The Department of Social Welfare and Development (DSWD) has successfully served more than 10,000 Filipinos through its ‘Walang Gutom’ Kitchen initiative, launched on December 16, 2024, at the Nasdake Building in Pasay City. This pioneering project, a collaboration between public and private sectors, transforms surplus food donations from hotels, restaurants, and organizations into hot, nutritious meals for those suffering from involuntary hunger.

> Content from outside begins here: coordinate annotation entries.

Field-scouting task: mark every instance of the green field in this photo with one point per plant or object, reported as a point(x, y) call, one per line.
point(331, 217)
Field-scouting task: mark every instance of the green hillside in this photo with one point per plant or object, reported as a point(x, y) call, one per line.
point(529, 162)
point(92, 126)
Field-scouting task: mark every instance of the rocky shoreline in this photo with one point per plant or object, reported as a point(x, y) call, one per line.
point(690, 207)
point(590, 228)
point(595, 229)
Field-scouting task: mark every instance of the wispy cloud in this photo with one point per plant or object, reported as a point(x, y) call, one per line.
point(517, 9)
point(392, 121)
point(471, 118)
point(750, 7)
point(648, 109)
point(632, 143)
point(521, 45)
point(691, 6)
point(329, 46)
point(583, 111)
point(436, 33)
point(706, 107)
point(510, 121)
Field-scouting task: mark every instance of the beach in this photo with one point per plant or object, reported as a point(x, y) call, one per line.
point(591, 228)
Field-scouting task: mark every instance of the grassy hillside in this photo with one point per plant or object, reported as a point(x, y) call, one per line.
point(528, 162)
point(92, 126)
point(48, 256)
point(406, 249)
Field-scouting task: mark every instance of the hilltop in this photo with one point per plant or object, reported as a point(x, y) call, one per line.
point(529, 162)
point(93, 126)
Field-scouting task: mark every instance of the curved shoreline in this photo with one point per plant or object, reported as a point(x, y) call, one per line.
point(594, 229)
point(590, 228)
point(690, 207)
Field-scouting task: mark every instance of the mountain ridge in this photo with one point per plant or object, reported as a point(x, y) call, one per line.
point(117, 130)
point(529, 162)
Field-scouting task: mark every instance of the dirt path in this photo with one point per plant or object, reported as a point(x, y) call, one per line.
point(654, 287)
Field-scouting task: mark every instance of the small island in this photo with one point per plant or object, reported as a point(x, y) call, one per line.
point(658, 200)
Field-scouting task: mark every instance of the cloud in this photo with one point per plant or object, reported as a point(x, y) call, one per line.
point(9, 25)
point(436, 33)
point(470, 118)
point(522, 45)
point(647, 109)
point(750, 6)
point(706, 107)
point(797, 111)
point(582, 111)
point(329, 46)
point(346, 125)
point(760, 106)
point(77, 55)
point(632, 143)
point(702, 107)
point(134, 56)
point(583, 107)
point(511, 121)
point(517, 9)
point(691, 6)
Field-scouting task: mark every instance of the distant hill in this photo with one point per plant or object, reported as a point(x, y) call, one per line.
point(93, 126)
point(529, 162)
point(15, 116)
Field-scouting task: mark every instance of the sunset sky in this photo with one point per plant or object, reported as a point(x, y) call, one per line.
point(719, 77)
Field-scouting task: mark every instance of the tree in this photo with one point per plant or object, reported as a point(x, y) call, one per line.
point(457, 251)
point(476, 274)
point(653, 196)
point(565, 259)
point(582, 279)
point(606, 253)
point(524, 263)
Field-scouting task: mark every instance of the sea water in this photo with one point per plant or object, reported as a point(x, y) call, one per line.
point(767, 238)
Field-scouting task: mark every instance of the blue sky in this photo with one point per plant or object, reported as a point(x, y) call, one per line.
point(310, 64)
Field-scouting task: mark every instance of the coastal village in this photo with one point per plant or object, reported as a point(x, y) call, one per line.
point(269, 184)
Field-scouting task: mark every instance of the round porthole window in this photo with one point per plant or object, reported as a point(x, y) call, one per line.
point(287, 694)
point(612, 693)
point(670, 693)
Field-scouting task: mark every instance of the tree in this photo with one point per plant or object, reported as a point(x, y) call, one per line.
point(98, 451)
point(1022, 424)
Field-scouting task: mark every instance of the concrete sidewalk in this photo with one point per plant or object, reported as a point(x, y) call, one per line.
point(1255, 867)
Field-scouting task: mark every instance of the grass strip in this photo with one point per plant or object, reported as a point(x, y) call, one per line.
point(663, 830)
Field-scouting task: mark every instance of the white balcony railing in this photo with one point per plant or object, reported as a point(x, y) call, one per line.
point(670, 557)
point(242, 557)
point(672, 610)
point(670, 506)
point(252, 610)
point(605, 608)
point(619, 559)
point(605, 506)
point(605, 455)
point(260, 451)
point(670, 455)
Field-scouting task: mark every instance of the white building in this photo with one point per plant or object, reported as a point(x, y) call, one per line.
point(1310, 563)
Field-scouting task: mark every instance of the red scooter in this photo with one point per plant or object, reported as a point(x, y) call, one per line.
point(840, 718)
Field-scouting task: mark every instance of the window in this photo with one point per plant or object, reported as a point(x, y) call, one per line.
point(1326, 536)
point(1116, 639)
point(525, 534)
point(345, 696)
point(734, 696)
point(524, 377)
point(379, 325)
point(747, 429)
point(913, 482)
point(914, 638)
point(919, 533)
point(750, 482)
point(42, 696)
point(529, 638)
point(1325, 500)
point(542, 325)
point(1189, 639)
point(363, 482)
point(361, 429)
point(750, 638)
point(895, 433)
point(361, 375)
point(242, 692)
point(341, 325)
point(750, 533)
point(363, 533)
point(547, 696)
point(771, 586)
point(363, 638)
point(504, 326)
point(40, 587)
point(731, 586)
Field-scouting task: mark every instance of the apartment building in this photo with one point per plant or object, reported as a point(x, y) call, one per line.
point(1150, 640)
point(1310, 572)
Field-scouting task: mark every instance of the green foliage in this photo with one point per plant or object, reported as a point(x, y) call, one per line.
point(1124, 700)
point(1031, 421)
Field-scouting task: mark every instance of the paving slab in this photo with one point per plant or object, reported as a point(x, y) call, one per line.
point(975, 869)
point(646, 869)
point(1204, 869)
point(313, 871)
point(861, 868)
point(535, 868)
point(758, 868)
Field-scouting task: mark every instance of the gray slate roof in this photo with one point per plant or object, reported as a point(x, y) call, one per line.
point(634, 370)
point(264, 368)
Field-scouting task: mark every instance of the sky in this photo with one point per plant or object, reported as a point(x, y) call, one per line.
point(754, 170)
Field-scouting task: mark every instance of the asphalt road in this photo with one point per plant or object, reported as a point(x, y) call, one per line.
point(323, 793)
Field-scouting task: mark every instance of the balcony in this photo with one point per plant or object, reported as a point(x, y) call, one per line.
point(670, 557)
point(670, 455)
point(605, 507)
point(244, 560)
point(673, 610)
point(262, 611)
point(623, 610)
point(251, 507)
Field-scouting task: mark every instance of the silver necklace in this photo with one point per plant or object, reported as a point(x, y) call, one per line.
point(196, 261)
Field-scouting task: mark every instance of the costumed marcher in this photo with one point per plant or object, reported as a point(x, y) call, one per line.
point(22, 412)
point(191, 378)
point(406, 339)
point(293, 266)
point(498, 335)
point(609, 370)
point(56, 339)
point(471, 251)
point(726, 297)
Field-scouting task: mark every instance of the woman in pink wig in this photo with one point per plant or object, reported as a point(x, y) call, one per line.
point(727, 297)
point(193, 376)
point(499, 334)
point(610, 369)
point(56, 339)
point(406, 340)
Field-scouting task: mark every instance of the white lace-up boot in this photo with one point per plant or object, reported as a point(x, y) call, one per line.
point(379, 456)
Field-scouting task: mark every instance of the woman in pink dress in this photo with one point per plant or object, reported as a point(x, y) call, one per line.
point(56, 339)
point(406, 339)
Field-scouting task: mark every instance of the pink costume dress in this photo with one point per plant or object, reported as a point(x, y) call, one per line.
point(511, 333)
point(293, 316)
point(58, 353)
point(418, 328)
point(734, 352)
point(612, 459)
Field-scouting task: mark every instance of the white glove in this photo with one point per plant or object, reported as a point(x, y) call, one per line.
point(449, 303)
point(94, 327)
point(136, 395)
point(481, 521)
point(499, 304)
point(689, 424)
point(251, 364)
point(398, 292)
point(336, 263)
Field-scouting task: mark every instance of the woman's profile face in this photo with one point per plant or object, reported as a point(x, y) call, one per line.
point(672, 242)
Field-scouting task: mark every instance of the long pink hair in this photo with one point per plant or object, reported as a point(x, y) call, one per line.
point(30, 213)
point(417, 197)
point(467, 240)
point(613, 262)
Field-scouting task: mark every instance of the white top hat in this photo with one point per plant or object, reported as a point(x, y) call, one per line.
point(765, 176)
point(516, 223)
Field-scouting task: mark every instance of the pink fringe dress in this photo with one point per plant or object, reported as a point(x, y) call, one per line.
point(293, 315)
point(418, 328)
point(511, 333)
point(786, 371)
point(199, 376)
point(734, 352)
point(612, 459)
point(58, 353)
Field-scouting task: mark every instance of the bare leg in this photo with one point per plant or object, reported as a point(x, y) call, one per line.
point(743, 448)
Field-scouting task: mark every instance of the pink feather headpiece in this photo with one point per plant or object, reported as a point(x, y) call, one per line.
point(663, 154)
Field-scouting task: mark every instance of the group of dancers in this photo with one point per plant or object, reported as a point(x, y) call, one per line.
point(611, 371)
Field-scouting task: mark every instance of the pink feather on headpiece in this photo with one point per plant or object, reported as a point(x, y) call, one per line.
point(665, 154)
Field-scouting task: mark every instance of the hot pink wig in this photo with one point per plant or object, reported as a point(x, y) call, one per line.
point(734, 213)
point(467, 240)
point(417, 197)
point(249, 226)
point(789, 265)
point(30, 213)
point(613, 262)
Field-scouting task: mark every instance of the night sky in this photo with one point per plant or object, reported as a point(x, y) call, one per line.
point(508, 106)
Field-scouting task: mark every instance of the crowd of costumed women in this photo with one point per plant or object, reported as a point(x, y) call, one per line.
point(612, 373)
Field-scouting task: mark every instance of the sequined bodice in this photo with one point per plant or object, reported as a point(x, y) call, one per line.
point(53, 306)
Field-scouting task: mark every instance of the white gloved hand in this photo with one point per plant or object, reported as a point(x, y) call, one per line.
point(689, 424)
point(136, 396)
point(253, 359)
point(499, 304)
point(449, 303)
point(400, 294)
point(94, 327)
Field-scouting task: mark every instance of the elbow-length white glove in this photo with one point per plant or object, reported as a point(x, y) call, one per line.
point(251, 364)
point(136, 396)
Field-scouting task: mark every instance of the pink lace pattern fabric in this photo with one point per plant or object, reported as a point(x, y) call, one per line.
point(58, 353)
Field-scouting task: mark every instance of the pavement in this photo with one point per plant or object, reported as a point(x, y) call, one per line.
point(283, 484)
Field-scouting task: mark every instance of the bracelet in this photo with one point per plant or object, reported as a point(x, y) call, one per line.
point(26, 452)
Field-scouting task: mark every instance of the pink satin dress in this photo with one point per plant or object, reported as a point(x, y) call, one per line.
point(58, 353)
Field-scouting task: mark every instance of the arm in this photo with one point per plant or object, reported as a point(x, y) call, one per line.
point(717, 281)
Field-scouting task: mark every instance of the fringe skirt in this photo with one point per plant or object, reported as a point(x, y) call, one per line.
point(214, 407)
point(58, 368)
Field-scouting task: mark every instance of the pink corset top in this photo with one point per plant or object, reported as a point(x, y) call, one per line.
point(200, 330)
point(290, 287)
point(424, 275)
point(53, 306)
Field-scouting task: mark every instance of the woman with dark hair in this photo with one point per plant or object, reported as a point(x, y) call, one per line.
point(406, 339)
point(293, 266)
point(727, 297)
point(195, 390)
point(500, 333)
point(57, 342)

DSWD Undersecretary Eduardo Punay announced at the Saturday News Forum that the department plans to scale up the program and extend it to targeted provincial areas within the year. The kitchen, which operates from 6 a.m. until supplies are exhausted, aims to serve at least 600 meals daily for breakfast and lunch. It has attracted around 200 private volunteers to help with daily operations.
Punay emphasized that the kitchen is open to anyone in need, including low-income construction workers, employees, and residents who struggle to afford food. He also highlighted the initiative’s dual purpose of addressing food wastage by allowing partner restaurants to donate their surplus supplies. Punay assured that the meals provided are not ‘pagpag’ or discarded food but are freshly prepared by proactive private sector partners.
In addition to the ‘Walang Gutom’ Kitchen, the Marcos administration is tackling food poverty through the Walang Gutom 2027: Food Stamp Program (FSP). Institutionalized as the government’s flagship anti-hunger program via Executive Order 44, the FSP was pilot-tested in 2023 with 2,000 households and fully rolled out in 2024, benefiting 300,000 individuals. Plans are in place to expand the program to an additional 300,000 beneficiaries this year.
Under the FSP, food-poor Filipinos receive PHP3,000 worth of food credits through Electronic Benefit Transfer cards, which they can use to purchase select food commodities from eligible partner merchant stores. The program also focuses on promoting social and behavioral change by teaching families how to prepare nutritious, delicious, and affordable meals. The DSWD firmly believes that access to food is a basic and fundamental right, and it is their obligation to ensure that hungry families are fed.